So time and life stole back on him, and his thoughts laboured weakly with dim fears. Slowly he cleared a way through them, adjusted himself to his strange state, and found out that he was in his own room, in his grandfather’s house, that alternating with the white-capped faces about him were those of his mother and sister, and that in a few days—if he took his beef-tea and didn’t fret—Paul would be brought up from Long Island, whither, on account of the great heat, he had been carried off by Clare Van Degen.
No one named Undine to him, and he did not speak of her. But one day, as he lay in bed in the summer twilight, he had a vision of a moment, a long way behind him—at the beginning of his illness, it must have been—when he had called out for her in his anguish, and some one had said: “She’s coming: she’ll be here next week.”
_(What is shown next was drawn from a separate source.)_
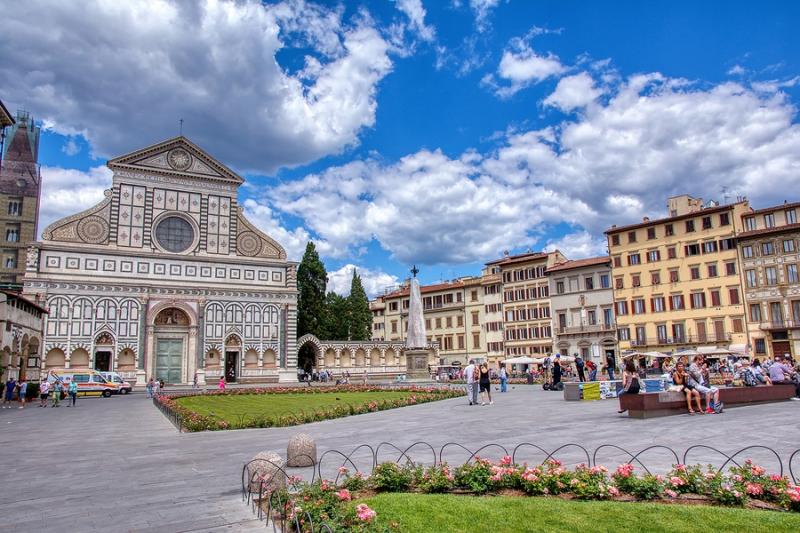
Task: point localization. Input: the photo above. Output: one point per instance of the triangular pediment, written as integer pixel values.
(176, 156)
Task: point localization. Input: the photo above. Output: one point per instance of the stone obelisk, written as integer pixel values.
(416, 349)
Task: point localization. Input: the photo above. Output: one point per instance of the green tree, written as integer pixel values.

Could it be that next week was not yet here? He supposed that illness robbed one of all sense of time, and he lay still, as if in ambush, watching his scattered memories come out one by one and join themselves together. If he watched long enough he was sure he should recognize one that fitted into his picture of the day when he had asked for Undine. And at length a face came out of the twilight: a freckled face, benevolently bent over him under a starched cap. He had not seen the face for a long time, but suddenly it took shape and fitted itself into the picture...
Laura Fairford sat near by, a book on her knee. At the sound of his voice she looked up.
“What was the name of the first nurse?”
“The first—?”
“The one that went away.”
“Oh—Miss Hicks, you mean?”
“How long is it since she went?”
“It must be three weeks. She had another case.”
He thought this over carefully; then he spoke again. “Call Undine.”
She made no answer, and he repeated irritably:
“Why don’t you call her?
I want to speak to her.”
Mrs. Fairford laid down her book and came to him.
“She’s not here—just now.”
He dealt with this also, laboriously. “You mean she’s out—she’s not in the house?”
“I mean she hasn’t come yet.”
As she spoke Ralph felt a sudden strength and hardness in his brain and body. Everything in him became as clear as noon.
“But it was before Miss Hicks left that you told me you’d sent for her, and that she’d be here the following week. And you say Miss Hicks has been gone three weeks.”
This was what he had worked out in his head, and what he meant to say to his sister; but something seemed to snap shut in his throat, and he closed his eyes without speaking.
Even when Mr. Spragg came to see him he said nothing. They talked about his illness, about the hot weather, about the rumours that Harmon B. Driscoll was again threatened with indictment; and then Mr. Spragg pulled himself out of his chair and said: “I presume you’ll call round at the office before you leave the city.”